31.† The "zero-trust" appliance that isn't. A vendor demo shows: users authenticate to a sleek portal with MFA, then are dropped onto a "secure access network" from which they can reach any internal application, with all traffic encrypted. The vendor calls it "zero trust in a box." Identify every way this product fails the seven tenets despite its marketing, decide whether it is useful (it may be — as a component), and write the two follow-up questions you would ask the vendor to expose what it does not do. (Hint: the encryption and MFA are real; the problem is what happens after authentication.)

Part H — Interleaved & forward-looking ⭐⭐

32. (Interleaved with Chapters 16–18.) Explain why zero trust treats orphaned and over-privileged accounts (Chapter 18) as direct security holes rather than mere hygiene problems. What does an over-privileged account become in a system that grants access based on verified identity?

33. (Interleaved with Chapter 7.) You learned default-deny firewall rules in Chapter 7. Show how the same default-deny principle appears in (a) a ZTNA broker's treatment of unauthorized users and (b) microsegmentation between workloads. Why is default-deny the unifying logic of zero trust?
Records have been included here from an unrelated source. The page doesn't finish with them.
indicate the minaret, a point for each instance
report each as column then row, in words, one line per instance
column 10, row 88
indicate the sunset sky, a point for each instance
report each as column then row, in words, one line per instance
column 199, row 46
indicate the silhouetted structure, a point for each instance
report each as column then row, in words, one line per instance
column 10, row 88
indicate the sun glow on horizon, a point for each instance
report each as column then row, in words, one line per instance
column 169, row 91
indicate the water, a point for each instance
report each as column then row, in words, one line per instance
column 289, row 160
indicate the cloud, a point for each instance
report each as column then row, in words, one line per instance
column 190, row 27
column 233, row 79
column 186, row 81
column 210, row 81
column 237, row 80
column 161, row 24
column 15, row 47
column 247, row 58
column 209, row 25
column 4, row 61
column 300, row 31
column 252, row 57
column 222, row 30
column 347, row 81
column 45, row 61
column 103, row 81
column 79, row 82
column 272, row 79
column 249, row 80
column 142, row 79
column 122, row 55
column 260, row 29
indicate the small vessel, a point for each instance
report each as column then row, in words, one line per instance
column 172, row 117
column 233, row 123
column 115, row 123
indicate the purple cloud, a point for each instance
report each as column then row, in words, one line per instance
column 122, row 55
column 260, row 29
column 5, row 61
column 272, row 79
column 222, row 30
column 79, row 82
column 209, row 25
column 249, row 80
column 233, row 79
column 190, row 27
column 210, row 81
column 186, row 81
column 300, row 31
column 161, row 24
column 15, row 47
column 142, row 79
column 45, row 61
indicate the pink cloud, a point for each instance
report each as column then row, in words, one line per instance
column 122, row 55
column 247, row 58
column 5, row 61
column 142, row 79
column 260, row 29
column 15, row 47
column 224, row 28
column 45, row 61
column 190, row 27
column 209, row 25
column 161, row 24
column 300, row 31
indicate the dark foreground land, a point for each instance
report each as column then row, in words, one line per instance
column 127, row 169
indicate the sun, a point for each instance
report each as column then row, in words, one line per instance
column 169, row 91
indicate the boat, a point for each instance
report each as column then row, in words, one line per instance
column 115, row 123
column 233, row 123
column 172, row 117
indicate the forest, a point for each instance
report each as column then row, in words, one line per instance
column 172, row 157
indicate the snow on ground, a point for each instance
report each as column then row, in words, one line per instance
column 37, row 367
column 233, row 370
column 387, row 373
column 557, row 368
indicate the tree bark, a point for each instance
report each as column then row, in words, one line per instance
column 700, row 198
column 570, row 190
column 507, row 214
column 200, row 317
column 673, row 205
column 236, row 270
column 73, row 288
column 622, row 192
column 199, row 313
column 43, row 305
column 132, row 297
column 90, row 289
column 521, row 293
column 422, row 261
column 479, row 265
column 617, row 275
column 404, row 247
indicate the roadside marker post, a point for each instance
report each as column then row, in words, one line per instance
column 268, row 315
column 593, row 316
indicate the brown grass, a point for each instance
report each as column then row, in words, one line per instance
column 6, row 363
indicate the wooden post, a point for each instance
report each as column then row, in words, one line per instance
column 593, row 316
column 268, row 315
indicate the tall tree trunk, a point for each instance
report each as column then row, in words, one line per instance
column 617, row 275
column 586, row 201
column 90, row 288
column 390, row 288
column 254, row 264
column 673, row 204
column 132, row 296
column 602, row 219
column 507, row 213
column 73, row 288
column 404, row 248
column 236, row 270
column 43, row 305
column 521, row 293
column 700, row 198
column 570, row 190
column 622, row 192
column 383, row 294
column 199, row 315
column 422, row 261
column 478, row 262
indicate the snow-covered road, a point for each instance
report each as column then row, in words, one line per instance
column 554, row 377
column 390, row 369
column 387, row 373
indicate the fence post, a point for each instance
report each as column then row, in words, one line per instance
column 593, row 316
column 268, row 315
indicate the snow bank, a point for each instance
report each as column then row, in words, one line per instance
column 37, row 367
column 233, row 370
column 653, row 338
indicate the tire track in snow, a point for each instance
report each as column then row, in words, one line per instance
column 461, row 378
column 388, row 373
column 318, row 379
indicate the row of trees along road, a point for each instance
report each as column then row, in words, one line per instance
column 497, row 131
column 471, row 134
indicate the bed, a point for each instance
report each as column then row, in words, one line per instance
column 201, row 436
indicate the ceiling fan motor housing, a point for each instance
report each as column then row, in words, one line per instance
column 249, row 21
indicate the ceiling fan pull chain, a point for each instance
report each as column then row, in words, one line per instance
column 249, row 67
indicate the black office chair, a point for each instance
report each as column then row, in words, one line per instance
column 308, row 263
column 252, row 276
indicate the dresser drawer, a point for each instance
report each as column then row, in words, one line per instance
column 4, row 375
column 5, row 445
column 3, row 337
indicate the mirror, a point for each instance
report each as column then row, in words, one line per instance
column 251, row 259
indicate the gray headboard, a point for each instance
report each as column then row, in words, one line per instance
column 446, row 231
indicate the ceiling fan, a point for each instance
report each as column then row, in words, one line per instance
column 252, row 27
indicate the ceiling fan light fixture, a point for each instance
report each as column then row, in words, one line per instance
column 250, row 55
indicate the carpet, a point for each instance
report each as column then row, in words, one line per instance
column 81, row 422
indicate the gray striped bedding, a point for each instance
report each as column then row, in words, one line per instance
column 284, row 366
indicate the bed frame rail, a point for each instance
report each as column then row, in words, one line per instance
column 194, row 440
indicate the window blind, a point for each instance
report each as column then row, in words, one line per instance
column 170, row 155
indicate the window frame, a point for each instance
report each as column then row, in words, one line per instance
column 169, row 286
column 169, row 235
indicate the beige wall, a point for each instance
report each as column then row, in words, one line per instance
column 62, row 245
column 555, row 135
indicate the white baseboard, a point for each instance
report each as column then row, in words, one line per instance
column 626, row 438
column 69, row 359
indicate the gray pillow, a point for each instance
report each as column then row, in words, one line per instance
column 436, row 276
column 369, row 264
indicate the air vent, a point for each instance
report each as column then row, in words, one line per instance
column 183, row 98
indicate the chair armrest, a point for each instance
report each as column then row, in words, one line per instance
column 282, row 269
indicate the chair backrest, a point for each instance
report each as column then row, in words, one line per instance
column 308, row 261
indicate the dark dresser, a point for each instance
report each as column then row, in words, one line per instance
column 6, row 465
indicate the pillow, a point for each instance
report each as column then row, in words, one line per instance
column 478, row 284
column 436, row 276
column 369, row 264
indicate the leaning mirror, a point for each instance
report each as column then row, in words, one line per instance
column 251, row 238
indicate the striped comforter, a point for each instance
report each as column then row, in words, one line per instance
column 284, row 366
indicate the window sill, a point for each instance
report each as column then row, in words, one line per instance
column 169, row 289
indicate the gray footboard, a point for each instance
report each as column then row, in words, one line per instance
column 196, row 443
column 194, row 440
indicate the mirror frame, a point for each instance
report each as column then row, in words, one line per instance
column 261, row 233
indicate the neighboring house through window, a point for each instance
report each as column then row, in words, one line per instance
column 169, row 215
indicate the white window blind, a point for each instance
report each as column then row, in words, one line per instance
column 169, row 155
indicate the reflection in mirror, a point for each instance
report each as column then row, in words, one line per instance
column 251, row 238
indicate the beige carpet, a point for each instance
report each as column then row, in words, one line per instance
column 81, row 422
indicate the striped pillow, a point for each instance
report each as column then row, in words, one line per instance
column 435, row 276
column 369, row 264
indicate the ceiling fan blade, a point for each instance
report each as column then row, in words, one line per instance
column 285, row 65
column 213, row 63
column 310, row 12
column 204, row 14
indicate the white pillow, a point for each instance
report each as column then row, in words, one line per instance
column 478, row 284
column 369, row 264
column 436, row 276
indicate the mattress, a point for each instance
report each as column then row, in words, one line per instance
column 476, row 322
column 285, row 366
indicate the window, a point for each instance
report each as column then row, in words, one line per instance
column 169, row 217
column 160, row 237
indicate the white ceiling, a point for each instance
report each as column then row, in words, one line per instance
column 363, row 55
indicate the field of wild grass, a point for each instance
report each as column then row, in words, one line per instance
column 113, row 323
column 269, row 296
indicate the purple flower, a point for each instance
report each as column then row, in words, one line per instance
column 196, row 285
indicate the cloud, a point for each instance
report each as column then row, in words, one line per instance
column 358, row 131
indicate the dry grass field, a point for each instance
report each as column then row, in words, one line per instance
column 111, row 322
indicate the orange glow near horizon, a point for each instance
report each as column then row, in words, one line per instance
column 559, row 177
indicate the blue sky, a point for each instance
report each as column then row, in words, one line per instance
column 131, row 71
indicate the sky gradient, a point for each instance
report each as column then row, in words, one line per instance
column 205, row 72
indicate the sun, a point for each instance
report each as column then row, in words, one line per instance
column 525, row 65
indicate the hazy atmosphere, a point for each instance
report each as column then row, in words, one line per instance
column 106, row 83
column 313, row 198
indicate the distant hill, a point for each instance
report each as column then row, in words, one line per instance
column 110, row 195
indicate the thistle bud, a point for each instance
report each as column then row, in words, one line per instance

34. ⭐⭐⭐ (Forward-looking to Chapter 33.) Chapter 33 covers operational technology, where many devices cannot be patched, cannot run agents, and cannot use modern identity. Predict which two zero-trust instincts from this chapter transfer best to OT, and which one breaks down hardest. Write half a page.

35. ⭐⭐⭐ Open reflection. The chapter argues "trust based on network location is the vulnerability." Find an analogy outside computing — a physical building, an airport, a financial system — where a boundary that once conferred trust has been undermined, and describe what the "zero-trust" equivalent would look like there. What does that domain do (or fail to do) that security could learn from?

Solutions to daggered (†) problems are in the Answers appendix. The remaining problems are deliberately open — bring them to a study group, a lab, or your instructor.